On the lighter side of the news: according to this report, owing to a slight omission in the drafting of North Dakota's constitution (namely, the omission of a requirement that state officials take an oath of office), it is questionable whether North Dakota is legally a state.

The report mentions the existence of a conflict between the federal and state constitutions but isn't more specific than that. If there is such a problem, it would presumably stem from the requirement in Article VI that "all executive and judicial Officers, both of the United States and of the several States, shall be bound by Oath or Affirmation, to support this Constitution".

For a more skeptical take, see this report instead.


  1. This is cute, but I wonder whether it's legally accurate. The oath requirement is imposed by the U.S. Constitution, so, I would think, the governor, etc., are required by the U.S. Constitution to take the oath, whether or not the state constitution (or state law) provides for one. The only hitch, not mentioned in the articles, is that the admission of North Dakota as a state might be been conditioned -- by Congress -- on the inclusion of an oath requirement in the state constitution.

  2. Right. The video clip that goes with the article mentions a conflict between the federal and state constitutions, which sent me scurrying to the text of the U.S. Constitution to try to figure out what they could possibly be talking about. That language in Article VI is the only thing I see that might fit the bill. But that bit in the story about the existence of constitutional conflict could well be a layman's/journalistic error. A congressionally imposed requirement makes more sense.

  3. Even if Congress had conditioned admission on the inclusion of an oath requirement, once the state's been admitted, conditions aren't enforceable: see Coyle v. Smith.
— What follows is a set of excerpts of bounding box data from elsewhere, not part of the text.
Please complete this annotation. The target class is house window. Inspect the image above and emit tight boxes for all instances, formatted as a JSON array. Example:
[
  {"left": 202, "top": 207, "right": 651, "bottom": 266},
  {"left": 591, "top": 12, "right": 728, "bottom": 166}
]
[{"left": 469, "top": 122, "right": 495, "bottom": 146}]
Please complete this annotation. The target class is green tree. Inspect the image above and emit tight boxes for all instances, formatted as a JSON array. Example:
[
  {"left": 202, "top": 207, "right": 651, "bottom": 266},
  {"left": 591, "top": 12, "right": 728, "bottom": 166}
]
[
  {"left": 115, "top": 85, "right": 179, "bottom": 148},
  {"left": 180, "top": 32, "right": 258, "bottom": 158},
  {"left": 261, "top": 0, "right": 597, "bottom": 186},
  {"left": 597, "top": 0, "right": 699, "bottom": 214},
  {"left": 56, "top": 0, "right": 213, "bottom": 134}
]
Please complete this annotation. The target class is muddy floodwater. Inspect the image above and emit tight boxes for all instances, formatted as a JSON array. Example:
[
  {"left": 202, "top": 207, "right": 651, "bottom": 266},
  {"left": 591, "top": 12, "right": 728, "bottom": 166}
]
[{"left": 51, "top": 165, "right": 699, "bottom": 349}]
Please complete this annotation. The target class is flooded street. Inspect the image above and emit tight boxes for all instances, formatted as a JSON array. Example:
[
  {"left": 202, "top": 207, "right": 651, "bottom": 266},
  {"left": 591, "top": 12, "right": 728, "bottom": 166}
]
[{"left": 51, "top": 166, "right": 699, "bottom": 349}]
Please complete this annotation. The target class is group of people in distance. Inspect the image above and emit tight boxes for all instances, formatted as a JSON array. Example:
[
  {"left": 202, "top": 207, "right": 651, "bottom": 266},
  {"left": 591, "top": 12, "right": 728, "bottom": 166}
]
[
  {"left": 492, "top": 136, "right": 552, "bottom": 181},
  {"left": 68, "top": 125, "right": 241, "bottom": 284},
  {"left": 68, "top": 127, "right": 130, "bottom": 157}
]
  4. I actually just read a more in-depth article about this issue last night in BBC. The meme it pushes is that there is a constitutional deficit, if a somewhat trivial one. BBC also interviewed some law professors who argued the oath requirement is separate and distinct from Congress' power to admit a state (which it validly did under an Enabling Act in 1889). You can read more here if you're interested:

  5. Much better article. I'll link it in the post. Thanks Dominic.